Atopic dermatitis is a chronic and relapsing inflammatory skin condition characterized by itching and dry skin. It frequently begins during childhood and persists into adulthood in about half of affected children.1 In the United States, atopic dermatitis is estimated to affect about 11%-15% of children and 7%-10% of adults.2-5 Although the symptoms of atopic dermatitis vary in their severity, severe itching often disrupts sleep, leading to daytime tiredness, psychological stress, and impaired performance at school and work.6-8 Furthermore, the aesthetic effect of chronic atopic dermatitis can lead to social stress and isolation. The overall US costs associated with atopic dermatitis are estimated to be $5.3 billion, including over $1 billion in health care costs.9,10
Disease severity is difficult to characterize because it depends on the amount and location of skin involved, its appearance, and the subjective effect of symptoms.
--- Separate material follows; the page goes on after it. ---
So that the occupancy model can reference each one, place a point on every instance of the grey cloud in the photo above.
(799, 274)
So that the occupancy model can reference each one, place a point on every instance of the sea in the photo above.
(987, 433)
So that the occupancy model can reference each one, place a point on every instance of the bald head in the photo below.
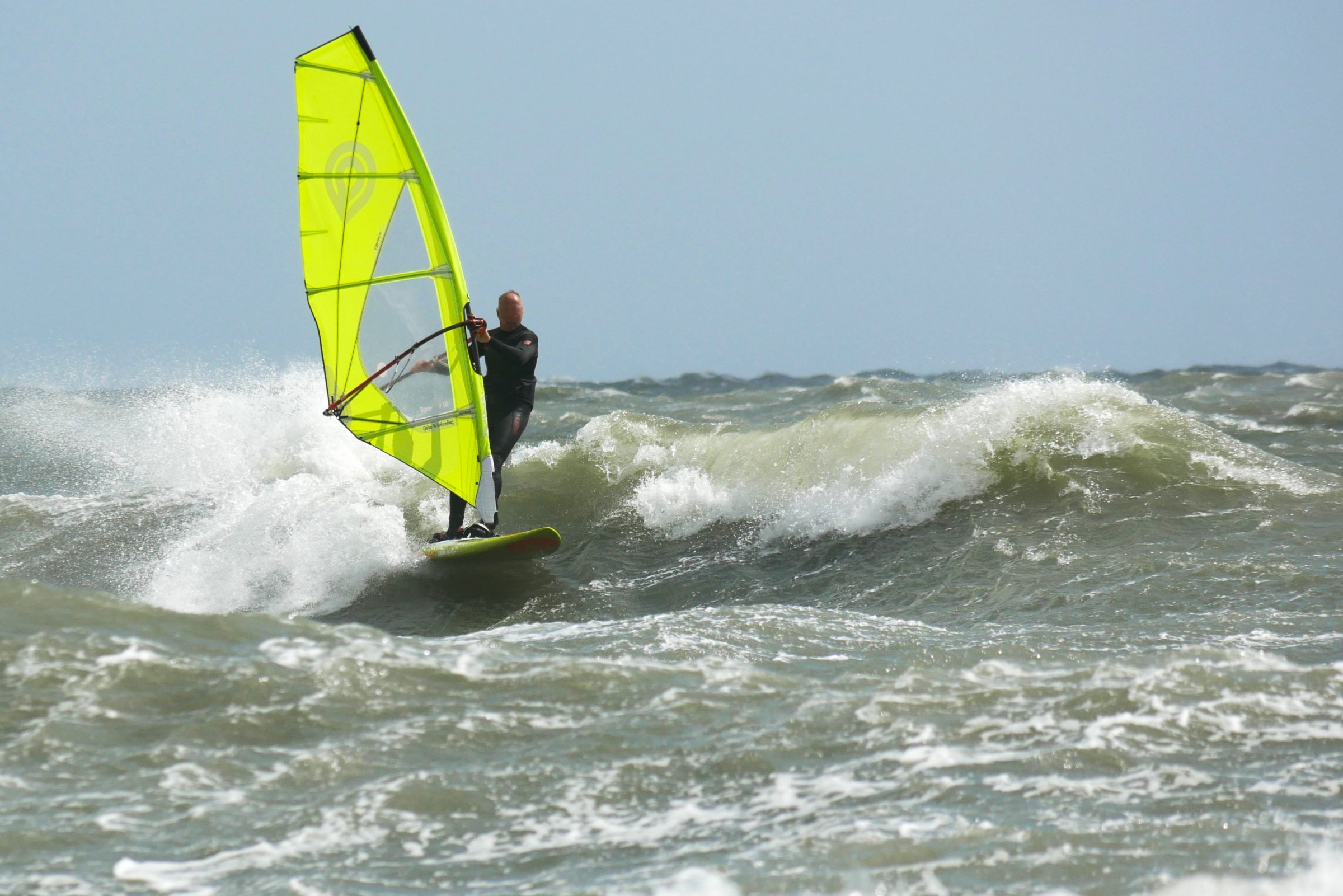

However, epidemiologic studies have reported that most children with atopic dermatitis have mild disease, with approximately 12%-26% having moderate disease and 4%-7% having severe disease.1,11,12 There is less evidence on the severity of disease in adults; however, the moderate to severe form of the disease appears to be more common in adults.13
Treatment strategies for atopic dermatitis include hydration with moisturizers and emollients, shortterm intermittent treatment with topical corticosteroids, and long-term maintenance with topical calcineurin inhibitors or crisaborole.14 For those with atopic dermatitis not controlled with topical therapies, phototherapy or general systemic immunomodulators, such as cyclosporine and azathioprine, are used.15 In addition, dupilumab, an IL-4 receptor antagonist that became available in the United States in 2017 as the first approved biologic treatment for atopic dermatitis, is now a commonly used systemic immunomodulator for moderate to severe disease.16
There are several emerging treatments that are expected to play important roles in therapy. Tralokinumab is an IL-13 receptor antagonist currently under US Food and Drug Administration (FDA) review for patients with moderate to severe atopic dermatitis. Similar to dupilumab, tralokinumab is given subcutaneously. In addition, ruxolitinib cream, a topical janus kinase (JAK) inhibitor, was recently approved by the FDA for patients with mild to moderate atopic dermatitis. Oral JAK inhibitors abrocitinib, baricitinib, and upadacitinib are also being evaluated for patients with moderate to severe atopic dermatitis, but the FDA has extended the review period for these drugs because of recent data that have raised questions about the safety of oral JAK inhibitors approved for other conditions.17
The Institute for Clinical and Economic Review (ICER) evaluated tralokinumab, abrocitinib, baricitinib, upadacitinib, and ruxolitinib cream for atopic dermatitis. This report presents the summary of our systematic literature review and cost-effectiveness analysis and highlights the key policy recommendations discussed at the New England Comparative Effectiveness Public Advisory Council’s public meeting on July 23, 2021. The detailed report is available at https://icer.org/wp-content/uploads/2020/12/Atopic-Dermatitis_Final-Evidence-Report_081721.pdf.
Summary of Findings
We evaluated the clinical effectiveness of tralokinumab and the 3 oral JAK inhibitors (abrocitinib, baricitinib, and upadacitinib) vs placebo and vs dupilumab in patients with moderate to severe atopic dermatitis. In addition, we examined the clinical effectiveness of ruxolitinib cream in patients with mild to moderate atopic dermatitis.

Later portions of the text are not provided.